He could scarcely have explained why—perhaps because he dimly apprehended that it was Colina’s game to drive him mad with jealousy.
“Let him go,” he said thickly. “I will run the mill myself!”
So long as the wheels revolved smoothly and the stream of creamy flour issued from the mouth of the machine the miller had a sinecure. Ambrose scowling and grinding his teeth scarcely saw what his eyes were turned on. His mind was busy outside.
He was sharply recalled to his job by a tearing sound from within the machinery. The flour came out mixed with bran. The wheels jammed and stopped.
Ambrose threw out the clutch, and doggedly attacked the problem. It was cruelly hard to concentrate his mind on machinery while a damnable little voice in his brain persisted in asking over and over:
“Where are they? What are they doing? How far will rage carry her?”
He contrived to remove the torn frame without much difficulty, but how to clean out the mass of stuff that clogged every part of the mechanism defied his ingenuity. Apparently the thing must be taken apart. How could he hope to put it together by lantern light?
There was a stir at the door, and Duncan Greer slouched in with a hang-dog scowl. Never in his life had Ambrose been so glad to see a man. He was careful to mask his joy. He glanced at the boy carelessly and went on with his work. Duncan came directly to him.
“I’m your man,” he muttered. “For keeps, if you want me.”
“Sure,” said Ambrose, very offhand. “Help me get this thing going, will you?”
As they worked side by side in the lantern light, Ambrose perceived a red welt across the boy’s forehead and cheek that was momentarily growing darker. He smiled grimly. Duncan, finding his eyes fixed on it, flushed up painfully.
“Women are the devil!” he muttered.
A great unholy joy filled Ambrose’s breast. In his relief he could have hugged the boy, and laughed.
“Don’t abuse the women, my son,” he said grimly. “They have to fight with what weapons they can.
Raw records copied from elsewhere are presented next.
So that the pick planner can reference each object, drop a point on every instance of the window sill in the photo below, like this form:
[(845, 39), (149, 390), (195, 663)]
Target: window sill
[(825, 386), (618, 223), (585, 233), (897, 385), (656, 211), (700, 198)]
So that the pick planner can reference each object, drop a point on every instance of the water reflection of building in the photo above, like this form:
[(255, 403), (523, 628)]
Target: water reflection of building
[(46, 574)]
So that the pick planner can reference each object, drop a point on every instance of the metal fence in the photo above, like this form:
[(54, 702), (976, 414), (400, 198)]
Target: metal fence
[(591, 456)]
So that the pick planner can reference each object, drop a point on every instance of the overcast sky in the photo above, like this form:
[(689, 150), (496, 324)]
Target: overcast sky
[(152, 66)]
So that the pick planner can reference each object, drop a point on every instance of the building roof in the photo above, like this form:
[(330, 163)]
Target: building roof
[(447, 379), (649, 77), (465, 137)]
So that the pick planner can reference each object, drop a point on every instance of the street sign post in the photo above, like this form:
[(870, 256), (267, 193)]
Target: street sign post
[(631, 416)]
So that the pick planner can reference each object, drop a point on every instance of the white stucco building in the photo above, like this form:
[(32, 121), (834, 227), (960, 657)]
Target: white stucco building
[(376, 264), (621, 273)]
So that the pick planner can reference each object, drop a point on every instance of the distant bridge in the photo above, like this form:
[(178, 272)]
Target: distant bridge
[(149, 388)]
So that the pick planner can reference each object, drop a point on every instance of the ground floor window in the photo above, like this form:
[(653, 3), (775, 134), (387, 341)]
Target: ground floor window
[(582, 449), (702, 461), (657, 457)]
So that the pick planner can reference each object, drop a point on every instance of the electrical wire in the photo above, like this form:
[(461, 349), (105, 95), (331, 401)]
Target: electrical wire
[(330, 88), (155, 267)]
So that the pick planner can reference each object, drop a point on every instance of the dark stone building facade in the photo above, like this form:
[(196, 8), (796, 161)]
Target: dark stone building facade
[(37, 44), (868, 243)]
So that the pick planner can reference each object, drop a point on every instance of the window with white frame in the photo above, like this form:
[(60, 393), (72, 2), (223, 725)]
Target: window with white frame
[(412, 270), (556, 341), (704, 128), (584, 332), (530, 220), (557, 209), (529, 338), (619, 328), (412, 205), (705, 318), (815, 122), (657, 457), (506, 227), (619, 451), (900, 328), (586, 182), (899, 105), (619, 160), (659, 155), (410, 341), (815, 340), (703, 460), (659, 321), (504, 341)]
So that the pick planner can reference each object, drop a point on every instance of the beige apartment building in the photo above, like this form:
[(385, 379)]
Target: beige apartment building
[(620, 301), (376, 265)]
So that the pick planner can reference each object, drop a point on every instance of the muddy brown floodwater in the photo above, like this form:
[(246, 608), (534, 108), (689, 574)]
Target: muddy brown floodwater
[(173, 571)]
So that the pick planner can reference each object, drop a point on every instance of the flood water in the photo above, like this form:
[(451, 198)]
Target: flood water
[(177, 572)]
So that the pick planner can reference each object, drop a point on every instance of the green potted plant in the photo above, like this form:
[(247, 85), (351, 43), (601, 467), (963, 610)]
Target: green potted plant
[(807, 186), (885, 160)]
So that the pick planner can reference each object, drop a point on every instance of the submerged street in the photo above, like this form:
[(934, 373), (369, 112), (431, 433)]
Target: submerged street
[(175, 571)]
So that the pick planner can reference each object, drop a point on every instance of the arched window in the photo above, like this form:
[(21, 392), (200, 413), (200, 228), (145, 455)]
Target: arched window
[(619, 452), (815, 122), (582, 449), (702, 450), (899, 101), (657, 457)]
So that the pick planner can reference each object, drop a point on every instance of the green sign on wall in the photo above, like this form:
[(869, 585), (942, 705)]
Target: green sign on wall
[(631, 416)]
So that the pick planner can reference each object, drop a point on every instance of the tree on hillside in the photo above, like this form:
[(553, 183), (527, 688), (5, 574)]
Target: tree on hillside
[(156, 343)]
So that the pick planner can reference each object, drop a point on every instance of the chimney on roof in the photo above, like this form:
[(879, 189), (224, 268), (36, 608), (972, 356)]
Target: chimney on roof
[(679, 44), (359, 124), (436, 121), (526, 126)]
You were warned. You only got what was coming to you!”
When the machine was running smoothly again, Ambrose went to the door to reconnoiter.
“They’ve gone,” he said. “I don’t think they’ll trouble us again before morning. You can all sleep.”
Daybreak and the following hours found Ambrose and his party on the qui vive for a renewed demonstration from the other side. None was made.
Neither Macfarlane, Gordon Strange, nor Colina could have mustered a corporal’s guard of the natives to their aid. The breeds in their own mysterious way had simply disappeared.
Without them, the half dozen whites could do nothing against Ambrose’s strong party. Colina herself had suffered a moral defeat, and required time to recoup her losses.
In the back of the store the white men and Gordon Strange held lengthy consultations without agreeing on any course of action. Strange in his modest way deferred to Macfarlane and the others.